Vuvuzela Recycling Competition Gives New Life to South Africa's Favorite Noisemakers
For better or worse, they provided the soundtrack to the World Cup 2010 matches in South Africa, generating annoyance and exuberance in seemingly equal measure. But with the competition over, what will happen to all the vuvuzelas? The plastic horns were reportedly selling at rates of 20,000 a day during the international sporting event, generating a massive amount of material for someone to do something creative with -- and the ideas are pouring in.Two South African advertising firms are sponsoring the WoZela! vuvuzela recycling competition under the slogan "Make a difference, not just a noise." The winning designs will be produced by local artists and craftsmen and sold through local retailers. The BBC reported that more than 200 entries have been submitted thus far. (Submissions closed Friday for South African entrants; the international deadline is Oct. 25.)
Candle Holders to Gardening Tools
"The vuvuzela has become an extraordinary symbol of unity in South Africa," the organizers write. "WoZela wants to make this object of unity an object of utility by generating ways to reuse it."

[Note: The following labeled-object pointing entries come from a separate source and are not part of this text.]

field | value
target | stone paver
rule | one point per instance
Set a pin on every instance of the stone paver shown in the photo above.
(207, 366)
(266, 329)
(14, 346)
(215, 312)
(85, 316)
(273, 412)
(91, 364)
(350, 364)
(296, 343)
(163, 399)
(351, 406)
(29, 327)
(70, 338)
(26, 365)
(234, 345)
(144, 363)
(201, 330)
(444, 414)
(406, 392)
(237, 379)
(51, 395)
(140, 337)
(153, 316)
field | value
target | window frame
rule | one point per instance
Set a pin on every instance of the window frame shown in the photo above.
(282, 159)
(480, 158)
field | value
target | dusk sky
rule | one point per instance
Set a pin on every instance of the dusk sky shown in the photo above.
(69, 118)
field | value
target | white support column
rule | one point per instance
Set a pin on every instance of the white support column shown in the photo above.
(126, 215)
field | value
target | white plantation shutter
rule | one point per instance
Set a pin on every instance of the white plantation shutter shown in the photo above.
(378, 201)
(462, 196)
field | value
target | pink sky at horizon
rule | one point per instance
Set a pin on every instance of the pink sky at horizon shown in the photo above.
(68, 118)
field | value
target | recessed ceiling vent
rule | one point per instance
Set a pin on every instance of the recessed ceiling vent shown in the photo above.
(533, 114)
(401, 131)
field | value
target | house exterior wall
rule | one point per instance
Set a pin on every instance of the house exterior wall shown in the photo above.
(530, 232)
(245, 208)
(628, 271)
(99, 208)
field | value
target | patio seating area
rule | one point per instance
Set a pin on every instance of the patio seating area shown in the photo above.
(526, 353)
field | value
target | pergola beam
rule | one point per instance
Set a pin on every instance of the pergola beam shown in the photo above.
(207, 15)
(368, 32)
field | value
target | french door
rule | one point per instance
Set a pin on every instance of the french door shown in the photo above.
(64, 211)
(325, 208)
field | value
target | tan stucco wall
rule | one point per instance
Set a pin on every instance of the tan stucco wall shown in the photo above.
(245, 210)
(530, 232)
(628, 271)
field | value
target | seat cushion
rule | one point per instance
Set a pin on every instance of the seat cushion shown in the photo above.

The ideas, showcased on the WoZela! blog, range from the silly (a noise-reducing muzzle for idiotic celebrities) to the perfectly practical (gardening tools, a portable water filter, a small-scale solar oven), with lots of variations on candle holders, wind chimes, vases, and lamps. Some designs are simply scrawled on pieces of binder paper, while others have actually been created or mapped out with detailed diagrams. The top 50 ideas -- selected for their originality, practicality, and usefulness -- will be exhibited in Johannesburg and Cape Town at an unspecified future date.